The milestone of a real graduation hour, as was celebrated at UG should be a moment of great joy and greater visions. I am sure that it was so for more than a few, particularly those who excelled. And yet, amidst the ringing words and the proud smiles, there is the palpable Guyana context-formidable, traditional, and undeniable-which has experienced countless times that same flying out and abandoning by its best and brightest, by its own. I wish it were different, but with very few exceptions, this is part of the psychic makeup, the beckoning horizons of irresistible allure. For long before graduation, many at UG (or elsewhere in this place) flew out in their dreams, and abandoned Guyana in their constructions. There is the believed prestige, the returns; and the power and the glory, too, according to some. As said earlier, I wish things were different. Why is it so? And when so, what is left?

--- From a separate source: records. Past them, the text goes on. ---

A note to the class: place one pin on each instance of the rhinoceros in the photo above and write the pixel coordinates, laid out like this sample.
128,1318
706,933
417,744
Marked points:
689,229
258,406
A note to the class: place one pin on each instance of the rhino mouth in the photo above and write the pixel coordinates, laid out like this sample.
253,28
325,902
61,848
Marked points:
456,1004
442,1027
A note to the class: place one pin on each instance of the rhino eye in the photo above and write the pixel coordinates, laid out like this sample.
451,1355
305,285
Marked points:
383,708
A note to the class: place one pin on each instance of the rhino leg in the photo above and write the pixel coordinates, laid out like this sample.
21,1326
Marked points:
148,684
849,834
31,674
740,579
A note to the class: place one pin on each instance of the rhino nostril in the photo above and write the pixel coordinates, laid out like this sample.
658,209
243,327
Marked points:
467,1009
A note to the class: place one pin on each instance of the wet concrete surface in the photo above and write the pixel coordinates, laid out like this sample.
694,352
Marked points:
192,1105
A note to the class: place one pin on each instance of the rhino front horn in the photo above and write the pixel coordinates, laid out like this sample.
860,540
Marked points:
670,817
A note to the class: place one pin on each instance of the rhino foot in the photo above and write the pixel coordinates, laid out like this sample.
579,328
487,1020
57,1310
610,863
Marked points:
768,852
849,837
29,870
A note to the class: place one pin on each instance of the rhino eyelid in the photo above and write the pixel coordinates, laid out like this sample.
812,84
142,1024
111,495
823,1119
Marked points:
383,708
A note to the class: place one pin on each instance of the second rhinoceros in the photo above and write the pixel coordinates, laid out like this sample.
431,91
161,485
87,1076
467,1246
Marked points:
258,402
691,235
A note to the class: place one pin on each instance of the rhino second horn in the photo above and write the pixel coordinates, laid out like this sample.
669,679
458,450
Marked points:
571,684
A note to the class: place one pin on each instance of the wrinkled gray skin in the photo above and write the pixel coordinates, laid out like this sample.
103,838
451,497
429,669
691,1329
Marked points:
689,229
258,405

There are the few intrepid ones, that dying breed called dyed-in-the wool patriots (whatever that word means nowadays) who do not sail away on the wings of flight and soaring optimism. They stay. And then they have cause to question themselves, challenge themselves in the quiet discerning hours. But always they stay.
They do not fly out, but nestle with a community that, by and large, has given up on the standards and values that matter; and that has fallen upon itself in abject resignation. Those staying (or returning) discover that those who flew out (perhaps wisely so) abandoned the allegedly beloved motherland to the rampaging wolves who are occupied with
surveying, calculating, stalking, and converting. The remnants find out, too, that many of those who fly into Guyana charge forward with lusty abandon to join the enormous resident wolf pack in the gorging and continuing grasping for more. And still the ones who remained stay.
Editor, do not fly out and abandon Guyana has a touching familiar resonance to it: it is of a hurting mother staring at the resolutely departing back of a promising son, shoulders squared, a certain tilt to the head, and a spring in the step. Guyana is that parent; she knows all too well, having seen it so many times, and so woundingly.
I submit that for genuine patriots-whether young graduates, mature citizens, or versatile experts-not to fly out, or not to continue to fly out, then the abandonment of certain treasured things have to start right here and right now. It is the abandoning of what has pained and petrified; of what has poisoned and paralyzed; and what has damned so many (and this society) to the perpetual purgatory of peregrinating from pillar to post. And if that is not clear enough, it is to anywhere, except being here.
I may have said this before: Guyana is a land with a million souls, ten million stories, and a hundred million words. Today I add that the words have been just that –mere words. Thus citizens fly out; they abandon, no matter how well-intentioned.